Existe-t-il véritablement une exception marocaine comme le prétendent les médias et les gouvernements occidentaux ?
Une exception ? (rires) Tout le monde ne le sait pas, mais au Maroc nous avons aussi eu des morts lors des manifestations comme Kamal Ammari mort à la suite des violences policières à Safi. Le Maroc a aussi ses martyrs, ses prisonniers politiques et ses persécutés.
Par ailleurs, la répartition des richesses au Maroc est tellement inégalitaire que je ne vois pas où est l’exception.
Non, cela fait partie de la propagande officielle du gouvernement marocain relayée par les gouvernements occidentaux complices, mais comme pour le soutien de Michèle Alliot-Marie à Ben Ali, attention ! Le retour de manivelle pourrait être brutal !

Y a-t-il eu des victoires même partielles ?
Oui, le bilan du mouvement est très positif. La première chose, qui est en soi une victoire, c’est d’avoir réussi à créer un mouvement de masse étendu, d’avoir suscité des débats au sein de la population qui s’est mise à réfléchir, à élaborer, à rêver et à revendiquer, et rien que ça, c’est énorme !
Ensuite grâce à la pression exercée par le mouvement, plusieurs luttes ont pu obtenir quelques victoires, comme l’augmentation des salaires des fonctionnaires, la baisse des prix de certains aliments. Ce n’est pas encore grand-chose mais nous continuerons à lutter et rien ne nous arrêtera, car aujourd’hui il y a deux choses fondamentales qui nous animent : la détermination et la dignité.

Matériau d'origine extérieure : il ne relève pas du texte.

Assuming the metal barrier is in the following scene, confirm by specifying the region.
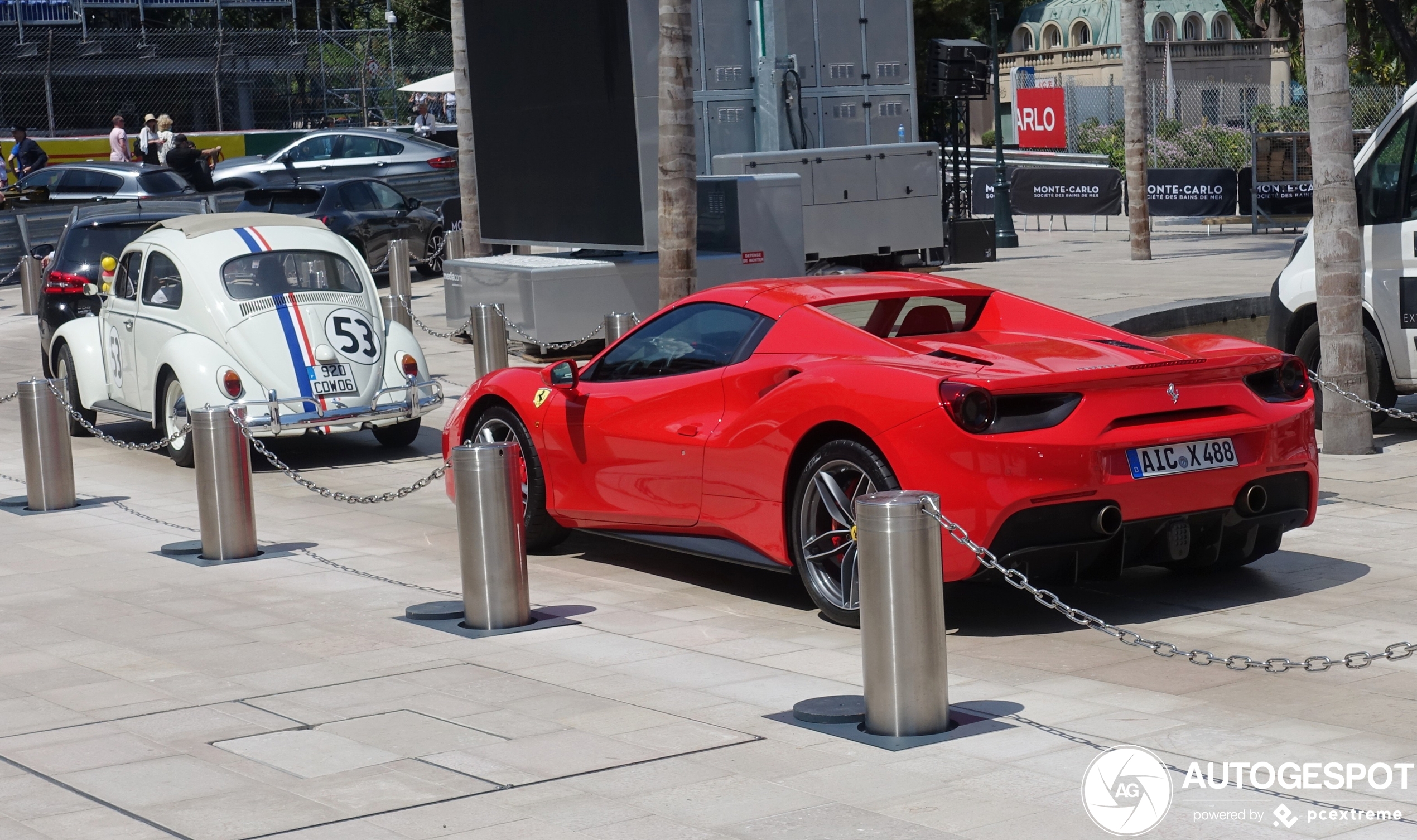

Que pensez-vous du référendum et de la victoire du oui à 98, 5 % ?
Ce référendum est une mascarade. Depuis quand organise-t-on un référendum dix jours après le discours du roi, sans débat contradictoire, avec une propagande officielle des plus insupportables ? Nous avons été pour le boycott du scrutin, car cela ressemblait plus à un simulacre de démocratie qu’à autre chose.
Les chiffres annoncés sont plus que contestables, plusieurs observateurs étrangers ont constaté des irrégularités.
Et puis, pour un pays de 35 millions d’habitants, ne compter que 9 millions de prétendus votants c’est plutôt un échec, non ?

Un dernier mot ?
Je tiens à vous remercier de votre soutien à notre lutte et à celle de tous les peuples opprimés dans le monde entier. Pour notre part, nous continuons le combat jusqu’à la victoire.

* Nom modifié à sa demande.
** Terme en arabe dialectal désignant une sorte de mépris exercé par le makhzen (serviteurs de l’État).